I compose an image based on an aspect ratio, the ratio of width to height (w:h), that works best for my composition. Most of my images are shot in landscape mode where the width of the image is greater than the height of the image. But I will often shoot in portrait mode – height greater than width. I work from a basic set of aspect ratios, which are outlined below and are expressed in landscape mode, but could also be shot in portrait mode.
Full-framed (3:2): this is my most common aspect ratio and is the standard frame-size of most full-frame DSLR cameras, which are my cameras of choice. It is a pleasing and somewhat dynamic aspect ratio. Most common image sizes (inches) are 8×12, 10×15, and 12×18.
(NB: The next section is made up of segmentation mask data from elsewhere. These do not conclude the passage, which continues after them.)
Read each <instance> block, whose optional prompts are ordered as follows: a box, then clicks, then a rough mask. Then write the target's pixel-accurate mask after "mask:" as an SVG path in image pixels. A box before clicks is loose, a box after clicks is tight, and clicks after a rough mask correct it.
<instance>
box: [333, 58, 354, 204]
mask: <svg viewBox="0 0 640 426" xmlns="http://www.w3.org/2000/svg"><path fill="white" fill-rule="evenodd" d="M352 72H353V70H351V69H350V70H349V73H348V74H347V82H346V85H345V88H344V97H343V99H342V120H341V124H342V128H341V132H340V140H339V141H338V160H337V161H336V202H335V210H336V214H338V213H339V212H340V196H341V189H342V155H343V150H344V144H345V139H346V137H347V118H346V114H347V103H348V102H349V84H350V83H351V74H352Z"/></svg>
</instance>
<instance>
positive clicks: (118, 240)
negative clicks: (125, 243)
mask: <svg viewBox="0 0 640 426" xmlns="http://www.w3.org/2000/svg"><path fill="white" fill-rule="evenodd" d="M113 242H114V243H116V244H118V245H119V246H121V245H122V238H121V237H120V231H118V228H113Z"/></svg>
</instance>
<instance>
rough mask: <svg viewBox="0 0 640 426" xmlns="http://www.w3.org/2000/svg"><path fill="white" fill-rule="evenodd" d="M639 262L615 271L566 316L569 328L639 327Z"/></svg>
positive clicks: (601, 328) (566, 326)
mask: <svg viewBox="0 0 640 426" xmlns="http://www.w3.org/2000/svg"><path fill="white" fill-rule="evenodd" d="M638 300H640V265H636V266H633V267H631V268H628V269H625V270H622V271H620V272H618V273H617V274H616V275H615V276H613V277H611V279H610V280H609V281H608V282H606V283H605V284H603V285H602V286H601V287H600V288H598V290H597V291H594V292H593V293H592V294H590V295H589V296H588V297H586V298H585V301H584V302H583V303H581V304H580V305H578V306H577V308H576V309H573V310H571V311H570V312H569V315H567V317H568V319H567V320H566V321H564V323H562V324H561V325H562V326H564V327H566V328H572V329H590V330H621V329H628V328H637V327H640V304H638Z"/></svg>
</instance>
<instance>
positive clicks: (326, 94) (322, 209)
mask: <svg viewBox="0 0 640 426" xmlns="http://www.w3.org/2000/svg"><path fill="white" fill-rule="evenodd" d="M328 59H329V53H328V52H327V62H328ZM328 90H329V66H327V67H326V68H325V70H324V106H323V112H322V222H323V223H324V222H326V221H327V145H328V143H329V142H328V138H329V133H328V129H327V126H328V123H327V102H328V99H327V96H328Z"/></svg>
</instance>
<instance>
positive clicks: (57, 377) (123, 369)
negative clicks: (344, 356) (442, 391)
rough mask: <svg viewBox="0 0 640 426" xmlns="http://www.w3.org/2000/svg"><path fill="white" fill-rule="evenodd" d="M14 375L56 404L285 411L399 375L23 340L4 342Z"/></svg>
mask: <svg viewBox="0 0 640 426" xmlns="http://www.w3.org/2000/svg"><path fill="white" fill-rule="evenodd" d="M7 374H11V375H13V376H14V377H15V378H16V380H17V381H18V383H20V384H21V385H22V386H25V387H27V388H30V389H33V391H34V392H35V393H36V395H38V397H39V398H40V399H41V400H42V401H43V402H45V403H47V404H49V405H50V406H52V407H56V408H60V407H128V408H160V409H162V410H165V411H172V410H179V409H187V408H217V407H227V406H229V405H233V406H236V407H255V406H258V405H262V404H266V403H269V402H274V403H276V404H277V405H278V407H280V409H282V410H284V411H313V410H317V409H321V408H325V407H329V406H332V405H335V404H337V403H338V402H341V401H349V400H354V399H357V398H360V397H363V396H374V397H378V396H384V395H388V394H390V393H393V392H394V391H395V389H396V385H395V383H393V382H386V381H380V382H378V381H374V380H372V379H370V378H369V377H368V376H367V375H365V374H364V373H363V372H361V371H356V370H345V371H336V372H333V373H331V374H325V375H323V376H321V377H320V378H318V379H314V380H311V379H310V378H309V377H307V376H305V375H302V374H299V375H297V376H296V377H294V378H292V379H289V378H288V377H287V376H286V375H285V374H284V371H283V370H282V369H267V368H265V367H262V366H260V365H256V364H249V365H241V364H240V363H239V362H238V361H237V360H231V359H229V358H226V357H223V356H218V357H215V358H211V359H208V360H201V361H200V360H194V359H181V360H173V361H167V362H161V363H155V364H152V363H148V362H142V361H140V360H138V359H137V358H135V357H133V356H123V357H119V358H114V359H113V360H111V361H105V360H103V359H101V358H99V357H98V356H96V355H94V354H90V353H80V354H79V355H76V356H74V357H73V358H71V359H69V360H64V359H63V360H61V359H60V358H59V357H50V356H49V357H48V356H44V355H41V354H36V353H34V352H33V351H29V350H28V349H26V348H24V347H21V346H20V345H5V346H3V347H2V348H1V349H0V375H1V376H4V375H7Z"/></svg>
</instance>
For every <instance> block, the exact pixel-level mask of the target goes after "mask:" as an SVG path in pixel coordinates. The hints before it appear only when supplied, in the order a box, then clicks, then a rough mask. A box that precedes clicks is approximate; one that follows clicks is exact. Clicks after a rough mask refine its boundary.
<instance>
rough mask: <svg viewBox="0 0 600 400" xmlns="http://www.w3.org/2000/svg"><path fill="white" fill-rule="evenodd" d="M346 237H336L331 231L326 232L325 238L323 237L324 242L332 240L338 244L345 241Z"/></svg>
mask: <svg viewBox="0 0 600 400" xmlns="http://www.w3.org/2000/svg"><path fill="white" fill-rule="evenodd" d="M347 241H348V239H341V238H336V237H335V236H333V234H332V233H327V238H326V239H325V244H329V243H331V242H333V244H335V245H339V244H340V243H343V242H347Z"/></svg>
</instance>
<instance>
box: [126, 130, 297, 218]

Micro Four Thirds (4:3): this aspect ratio is found on many “mirror-less” cameras, especially cameras with a sensor that is less than full-frame.
Square (1:1): a classic format with medium format cameras. It is not as common these days, but with certain images it can have a powerful impact.
Cinematic (16:9): this is a widescreen video format that can improve the composition of many images, where there is too much “dead” space in the sky or the foreground.
Golden Section (1.618:1): this is nature’s aspect ratio. Many naturally occurring objects conform to the Golden Section. It can be useful as a bridge between a full-framed and a cinematic aspect ratio, when neither is quite right for the composition.
Root 4 (2:1): a classic panoramic aspect ratio.
Double Golden Section (3.236:1): this is a wide-span panorama that leverages the Golden Section.